Y ahí la tenía otra vez. Esa frase. Me quedé mirándolo sorprendida.
—¿Qué pasa?
—Nada. —Tragué saliva—. Solo… —Cambié de tema—. Elaine está intentando convencer a Amelia de que tiene que ir a Kenmare a buscar a sus padres biológicos.
—Elaine necesita que le examinen la cabeza.
Permanecí callada.
Levantó la vista hacia mí.
—Tienes claro que es una idea absurda, ¿verdad? —dijo Adam.
—Sí. Pero Amelia quiere hacerlo.
—Claro que quiere hacerlo. En cuestión de una semana todo su mundo se ha puesto patas arriba. No piensa con claridad. Estaría de acuerdo en ir a la luna si alguien se lo propusiera.
Lo que dijo dio en el blanco. No sobre Amelia sino sobre él mismo. Su mundo había estado a punto de acabarse el domingo por la noche, no estaba pensando con claridad; haría cualquier cosa con tal de ponerle remedio. Y esa cualquier cosa resultaba que era yo. Tragué saliva, sabiendo que aquella experiencia era para él, no para mí. Tenía que zafarme de la situación, tenía que dejar de sentir algo por él. Tenía que sacarlo fuera de Dublín, fuera de mi vida, y tenía que empezar a arreglar su vida, alisar el terreno para que fuera suficientemente cómodo adentrarse en él, y luego arropar a Adam y decirle buenas noches y adiós.

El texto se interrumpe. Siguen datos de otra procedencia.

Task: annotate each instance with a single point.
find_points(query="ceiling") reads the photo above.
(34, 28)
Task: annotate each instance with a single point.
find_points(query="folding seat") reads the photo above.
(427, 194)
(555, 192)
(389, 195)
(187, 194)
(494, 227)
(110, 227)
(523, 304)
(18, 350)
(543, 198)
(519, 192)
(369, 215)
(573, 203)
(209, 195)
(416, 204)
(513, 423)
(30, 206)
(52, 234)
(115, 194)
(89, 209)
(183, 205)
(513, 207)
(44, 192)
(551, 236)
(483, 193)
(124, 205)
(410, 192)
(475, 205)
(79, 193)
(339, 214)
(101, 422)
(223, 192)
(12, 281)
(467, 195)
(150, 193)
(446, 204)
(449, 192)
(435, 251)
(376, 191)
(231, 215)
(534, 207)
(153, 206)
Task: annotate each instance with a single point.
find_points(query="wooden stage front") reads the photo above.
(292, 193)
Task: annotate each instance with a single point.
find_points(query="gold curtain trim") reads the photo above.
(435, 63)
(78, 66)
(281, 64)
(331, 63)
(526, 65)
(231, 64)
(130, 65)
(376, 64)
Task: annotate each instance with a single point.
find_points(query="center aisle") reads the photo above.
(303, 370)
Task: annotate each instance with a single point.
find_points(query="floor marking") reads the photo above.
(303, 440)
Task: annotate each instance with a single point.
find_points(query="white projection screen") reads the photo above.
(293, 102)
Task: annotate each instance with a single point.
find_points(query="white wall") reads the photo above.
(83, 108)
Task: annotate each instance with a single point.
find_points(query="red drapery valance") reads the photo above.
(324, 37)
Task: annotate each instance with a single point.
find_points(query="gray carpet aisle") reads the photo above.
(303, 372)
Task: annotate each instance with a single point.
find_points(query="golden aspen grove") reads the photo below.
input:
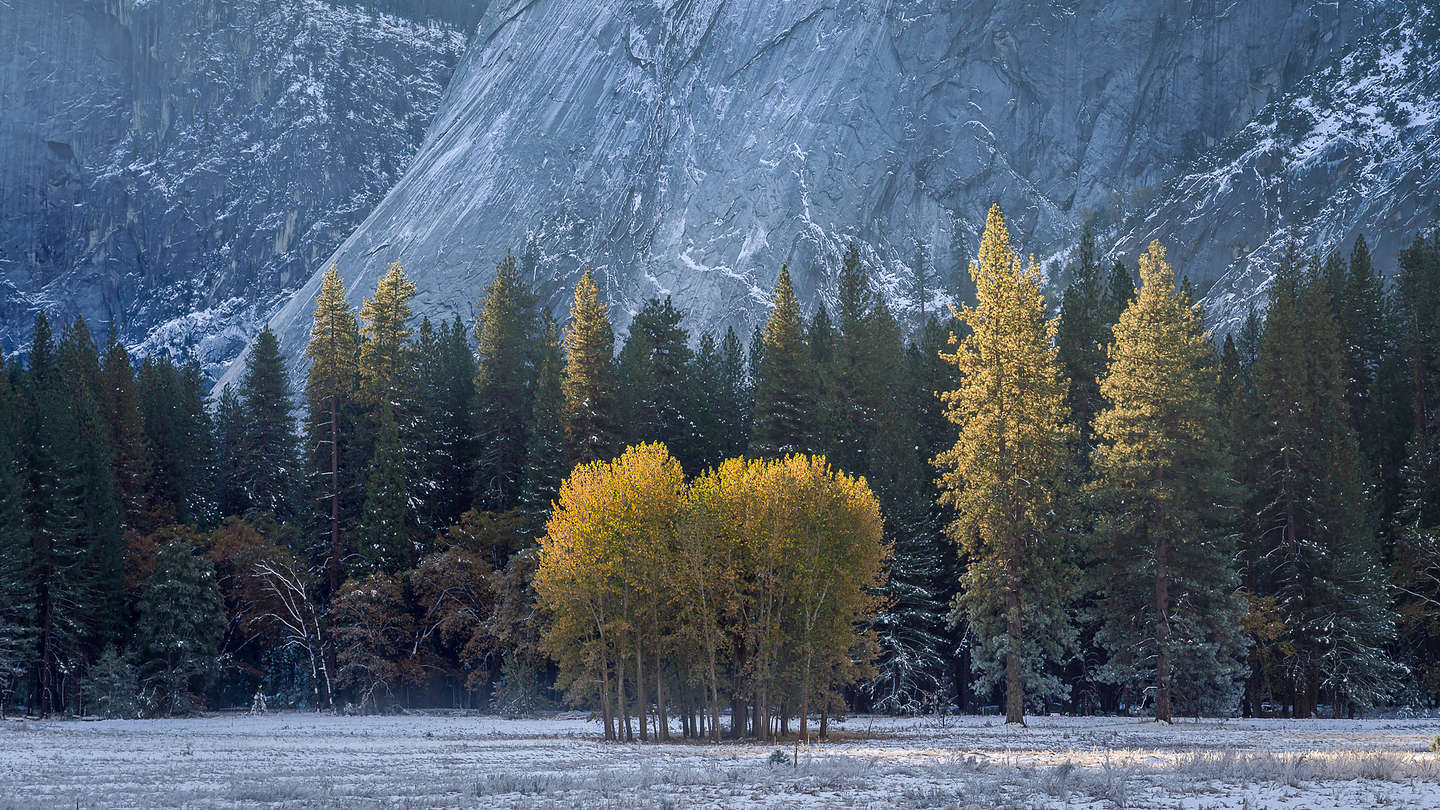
(748, 581)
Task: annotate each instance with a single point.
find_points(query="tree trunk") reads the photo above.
(805, 699)
(1014, 685)
(1162, 653)
(622, 711)
(738, 706)
(661, 717)
(641, 705)
(336, 549)
(605, 696)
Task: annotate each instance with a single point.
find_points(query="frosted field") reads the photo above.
(300, 760)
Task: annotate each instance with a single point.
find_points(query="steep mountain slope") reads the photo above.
(174, 167)
(691, 147)
(1352, 149)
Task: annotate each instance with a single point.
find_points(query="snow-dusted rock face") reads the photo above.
(1352, 149)
(691, 147)
(174, 167)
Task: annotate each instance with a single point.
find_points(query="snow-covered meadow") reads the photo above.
(301, 760)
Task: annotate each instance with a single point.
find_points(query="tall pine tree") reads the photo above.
(330, 397)
(1315, 541)
(592, 430)
(265, 453)
(1005, 473)
(504, 378)
(785, 402)
(1164, 552)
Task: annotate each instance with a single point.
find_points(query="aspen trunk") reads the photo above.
(641, 705)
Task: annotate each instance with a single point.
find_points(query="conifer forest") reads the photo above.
(1073, 497)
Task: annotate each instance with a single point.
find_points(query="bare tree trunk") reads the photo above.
(805, 698)
(619, 696)
(605, 695)
(661, 717)
(641, 705)
(1014, 685)
(1162, 655)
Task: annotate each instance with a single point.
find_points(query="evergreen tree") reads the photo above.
(1358, 299)
(1315, 545)
(180, 440)
(867, 355)
(704, 410)
(657, 394)
(179, 626)
(545, 456)
(785, 402)
(1118, 294)
(1085, 332)
(229, 428)
(330, 395)
(592, 431)
(85, 459)
(267, 456)
(1164, 551)
(736, 401)
(385, 526)
(1004, 476)
(504, 333)
(1410, 389)
(16, 601)
(386, 342)
(120, 402)
(827, 389)
(71, 513)
(445, 433)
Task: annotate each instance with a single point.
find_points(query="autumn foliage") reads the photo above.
(750, 582)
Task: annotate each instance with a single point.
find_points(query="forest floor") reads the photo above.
(306, 760)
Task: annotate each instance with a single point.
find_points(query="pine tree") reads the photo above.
(177, 629)
(722, 410)
(1085, 330)
(229, 430)
(16, 600)
(1164, 551)
(180, 440)
(385, 525)
(1409, 430)
(1118, 294)
(785, 402)
(736, 405)
(863, 365)
(120, 401)
(655, 382)
(267, 454)
(442, 438)
(504, 333)
(707, 391)
(1315, 545)
(545, 454)
(72, 515)
(85, 459)
(386, 342)
(330, 394)
(1004, 476)
(592, 431)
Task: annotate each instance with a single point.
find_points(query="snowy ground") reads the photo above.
(298, 760)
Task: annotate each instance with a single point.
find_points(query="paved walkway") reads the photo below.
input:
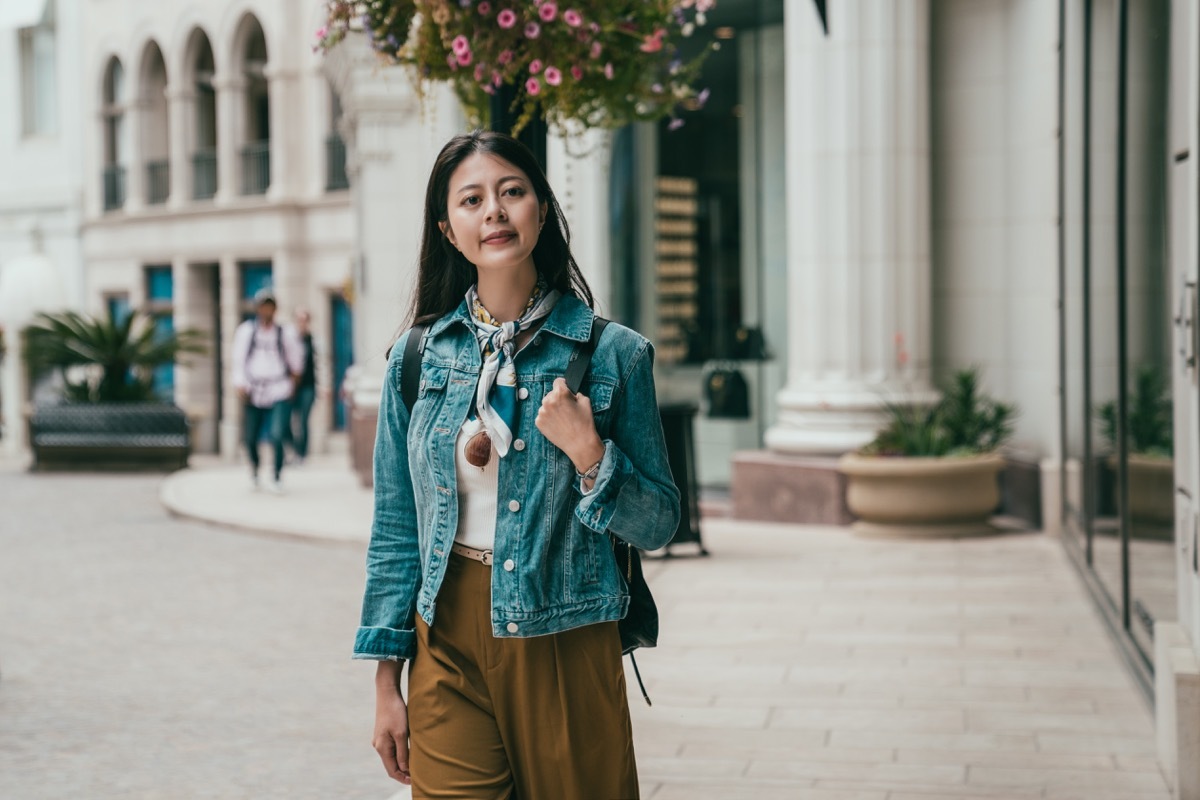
(796, 662)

—Que yo sepa, Amelia nunca ha querido ir a parte alguna en todo el tiempo que llevamos siendo amigas. No se iba de fin de semana, o si lo hacía era quejándose. Nunca podía ir a parte alguna, no ha salido del país ni una sola vez. Que quiera hacer este viaje es un asunto importante, tanto si encuentra a sus padres biológicos como si no. Le he dicho que mañana la llevaría a un detective privado para ver si la puede ayudar. —Suspiré. Iba a tener que dejar a Amelia a un lado—. Adam, tenemos que ir a Tipperary. Tenemos cosas que arreglar allí. Con Maria hemos hecho lo que hemos podido, por ahora, y ha llegado el momento de irse unos días de Dublín. Te traeré de vuelta a tiempo para tu cumpleaños, con todo dispuesto para anunciar que no vas a hacerte cargo de Basil’s. Recuperarás a tu Maria, tu trabajo de guardacostas, Basil’s será rescatada y te librarás de mí para siempre.
Sonreí forzadamente.
Adam no pareció alegrarse demasiado con la idea.
—¡Alegra esa cara! Mañana tenemos que hacer una cosa más antes de dejar tranquila a Maria durante unos días.
Recogí la caja que había junto a la puerta; otra entrega de la mañana anterior. El insomnio era bueno para algunas cosas, como las compras on-line.
—¿Qué hay en esa caja? —preguntó Adam, mirándola con recelo.
—Maria dijo que quería verte. Bien, pues mañana te verá. Y mucho. —Abrí la caja y revelé su contenido—. ¡Tachán!
Su hermoso rostro se iluminó al mirarme asombrado.
—Christine, me encantaría que el mundo estuviera lleno de personas como tú, ¿sabes? —dijo, y se rio.
«¡Pues llena tu mundo conmigo!», le grité mentalmente.